In this prospective observational study of 266 consecutive patients, CRT was performed in 107 elderly patients (40%) and 159 (60%) younger patients (age ≤75 years). Echocardiographic and clinical parameters were evaluated at baseline and at 3, 12, and 24 months.
In the elderly group, mean age was 79 years compared with 67 years in patients aged ≤75 years. Clinical baseline characteristics between the 2 groups were comparable. During follow-up, there was a comparable and sustained improvement in both groups according to New York Heart Association (NYHA) class, quality of life score, and left ventricular (LV) ejection fraction. Clinical response, defined as survival with improvement (≥1 score) of NYHA class without hospital admittance for heart failure, was seen in 67% and 69% (group aged ≤75 years) versus 65% and 60% (group aged >75 years) after 3 months and 1 year, respectively. Reverse LV remodeling defined as LV end-systolic volume reduction ≥10% was seen in 79% and 87% (group aged ≤75 years) versus 71% and 79% (group aged >75 years) after 3 months and 1 year, respectively.

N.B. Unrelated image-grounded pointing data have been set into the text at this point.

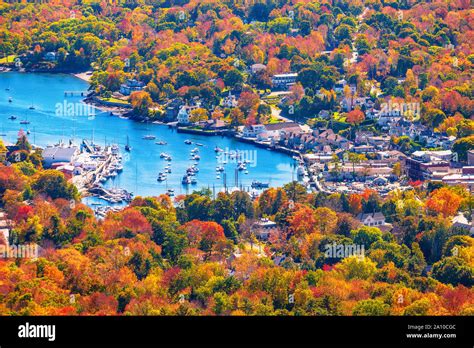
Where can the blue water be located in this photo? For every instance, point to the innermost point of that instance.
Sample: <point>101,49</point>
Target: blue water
<point>142,164</point>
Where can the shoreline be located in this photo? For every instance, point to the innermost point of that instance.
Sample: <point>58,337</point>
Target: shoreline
<point>84,76</point>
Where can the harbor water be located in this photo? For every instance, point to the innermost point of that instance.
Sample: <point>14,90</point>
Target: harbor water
<point>39,99</point>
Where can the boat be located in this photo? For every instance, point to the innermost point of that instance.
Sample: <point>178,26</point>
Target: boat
<point>186,180</point>
<point>128,148</point>
<point>301,171</point>
<point>118,168</point>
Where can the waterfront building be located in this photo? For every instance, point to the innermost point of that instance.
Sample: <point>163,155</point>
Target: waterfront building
<point>284,81</point>
<point>255,68</point>
<point>183,115</point>
<point>253,130</point>
<point>263,227</point>
<point>58,154</point>
<point>131,86</point>
<point>470,158</point>
<point>372,219</point>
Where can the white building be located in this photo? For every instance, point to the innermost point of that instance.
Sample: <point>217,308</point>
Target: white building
<point>253,130</point>
<point>372,220</point>
<point>284,81</point>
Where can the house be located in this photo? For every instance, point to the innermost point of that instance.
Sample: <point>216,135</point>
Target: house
<point>339,86</point>
<point>465,178</point>
<point>460,221</point>
<point>325,114</point>
<point>263,227</point>
<point>172,110</point>
<point>422,165</point>
<point>470,158</point>
<point>372,219</point>
<point>230,101</point>
<point>57,154</point>
<point>50,57</point>
<point>213,125</point>
<point>328,137</point>
<point>183,115</point>
<point>284,81</point>
<point>252,130</point>
<point>256,68</point>
<point>131,86</point>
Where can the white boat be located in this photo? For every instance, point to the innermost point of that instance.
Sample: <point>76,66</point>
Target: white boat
<point>186,180</point>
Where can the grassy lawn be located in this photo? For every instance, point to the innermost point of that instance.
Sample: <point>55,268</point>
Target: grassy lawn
<point>9,59</point>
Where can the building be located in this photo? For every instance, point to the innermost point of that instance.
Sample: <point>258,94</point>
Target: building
<point>253,130</point>
<point>263,227</point>
<point>53,155</point>
<point>131,86</point>
<point>183,115</point>
<point>470,158</point>
<point>465,178</point>
<point>50,57</point>
<point>423,164</point>
<point>284,81</point>
<point>230,101</point>
<point>460,221</point>
<point>372,219</point>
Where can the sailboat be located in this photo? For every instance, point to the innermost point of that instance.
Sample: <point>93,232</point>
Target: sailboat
<point>127,146</point>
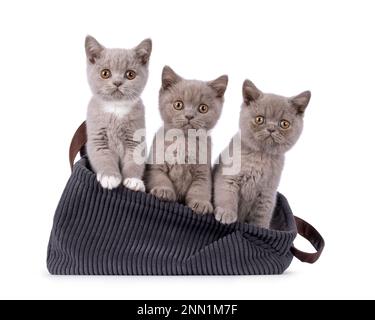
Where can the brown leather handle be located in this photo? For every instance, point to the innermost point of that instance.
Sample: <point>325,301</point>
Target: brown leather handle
<point>78,144</point>
<point>313,236</point>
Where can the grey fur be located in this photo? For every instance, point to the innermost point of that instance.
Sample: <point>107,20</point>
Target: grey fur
<point>250,196</point>
<point>114,116</point>
<point>188,183</point>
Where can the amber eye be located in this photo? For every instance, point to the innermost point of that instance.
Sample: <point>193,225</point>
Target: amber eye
<point>105,73</point>
<point>178,105</point>
<point>130,74</point>
<point>285,124</point>
<point>203,108</point>
<point>259,120</point>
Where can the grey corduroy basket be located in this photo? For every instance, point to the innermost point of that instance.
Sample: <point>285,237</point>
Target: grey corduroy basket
<point>121,232</point>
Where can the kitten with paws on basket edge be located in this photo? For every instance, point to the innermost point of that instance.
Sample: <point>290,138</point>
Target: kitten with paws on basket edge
<point>270,125</point>
<point>117,78</point>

Hospitalization for heart failure decreased significantly in both groups in the year after CRT. A subgroup analysis of 39 octogenarians (>80 years) also showed a significant improvement in NYHA class and LV ejection fraction in this subgroup. Also, LV reverse remodeling occurred in a similar extent (75% and 84%) after 3 months and 1 year, respectively.
This study shows a clinical and echocardiographic improvement of CRT in patients aged >75 years and even so in octogenarians.